Leaned against the post of one of those towers you see in Baywatch, the former Vice President and Democratic Presidential Nominee had one hand on his hip and the other playing with his hair while four handsome, male lifeguards–one of whom was an undead crotch-chopping Ross Perot–were aggressively flirting with him, offering to take him out to a drive-in movie or to Benny’s Diner for a “malt and soda.”

“Say there, sweetheart,” announced Freddie Barlough, son of Milltown High Principal Judd Barlough, “why not take a spin in my Mustang?

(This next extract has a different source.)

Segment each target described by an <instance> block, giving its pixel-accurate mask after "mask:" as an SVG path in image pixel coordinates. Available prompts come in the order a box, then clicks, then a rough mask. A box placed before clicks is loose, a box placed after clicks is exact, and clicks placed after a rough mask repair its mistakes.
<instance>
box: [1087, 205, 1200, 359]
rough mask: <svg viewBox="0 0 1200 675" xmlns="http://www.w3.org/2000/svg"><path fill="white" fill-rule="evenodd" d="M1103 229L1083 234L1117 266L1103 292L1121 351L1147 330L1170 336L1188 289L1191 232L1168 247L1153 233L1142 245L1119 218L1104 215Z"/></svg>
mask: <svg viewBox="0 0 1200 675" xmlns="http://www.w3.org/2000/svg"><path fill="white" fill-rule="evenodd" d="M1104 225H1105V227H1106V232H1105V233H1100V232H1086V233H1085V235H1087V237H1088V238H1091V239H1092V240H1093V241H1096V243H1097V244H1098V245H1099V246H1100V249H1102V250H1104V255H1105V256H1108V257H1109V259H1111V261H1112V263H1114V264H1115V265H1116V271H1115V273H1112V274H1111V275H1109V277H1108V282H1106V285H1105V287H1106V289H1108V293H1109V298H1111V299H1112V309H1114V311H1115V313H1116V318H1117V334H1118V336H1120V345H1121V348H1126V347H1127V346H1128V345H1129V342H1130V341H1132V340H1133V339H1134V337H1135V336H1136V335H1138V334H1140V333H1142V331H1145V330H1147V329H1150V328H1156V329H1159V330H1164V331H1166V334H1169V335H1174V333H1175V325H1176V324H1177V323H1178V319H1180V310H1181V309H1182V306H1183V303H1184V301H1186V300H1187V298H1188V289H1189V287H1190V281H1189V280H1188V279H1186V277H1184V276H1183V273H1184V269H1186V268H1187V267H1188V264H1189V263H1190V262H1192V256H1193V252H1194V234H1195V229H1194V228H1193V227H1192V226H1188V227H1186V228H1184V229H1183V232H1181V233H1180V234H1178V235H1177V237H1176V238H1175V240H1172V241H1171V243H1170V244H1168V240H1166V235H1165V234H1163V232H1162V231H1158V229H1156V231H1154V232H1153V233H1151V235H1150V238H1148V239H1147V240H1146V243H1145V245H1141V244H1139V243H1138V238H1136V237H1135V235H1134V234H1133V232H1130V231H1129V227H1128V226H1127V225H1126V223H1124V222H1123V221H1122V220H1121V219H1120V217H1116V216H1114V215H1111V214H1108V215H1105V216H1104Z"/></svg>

I’ll let you drive it all the way to Fanzone’s where we can do the jitterbug and listen to the new Buddy Holly record!”

Playing coy as always, the Vice President just covered his mouth and giggled.

“Oh, c’mon, dollface, don’t be such a wet rag about it!” said undead Ross Perot. “Now, tell us–what’s crack-a-lackin with friggy-fracking?”

Giggling again, Biden rebuked, “Hehehe. Sorry, Daddy-O, that’s capital C, CON-FI-DEN-TIAL.”

The full NBC/WSJ report included other favorable figures: Senator Harris in a mech suit, President Obama in a “Starry Night” onesie, and, most interestingly, Senator Sanders in a very revealing crop top.

When asked, pollster Nate Silver claimed, “this one…is a game-changer.”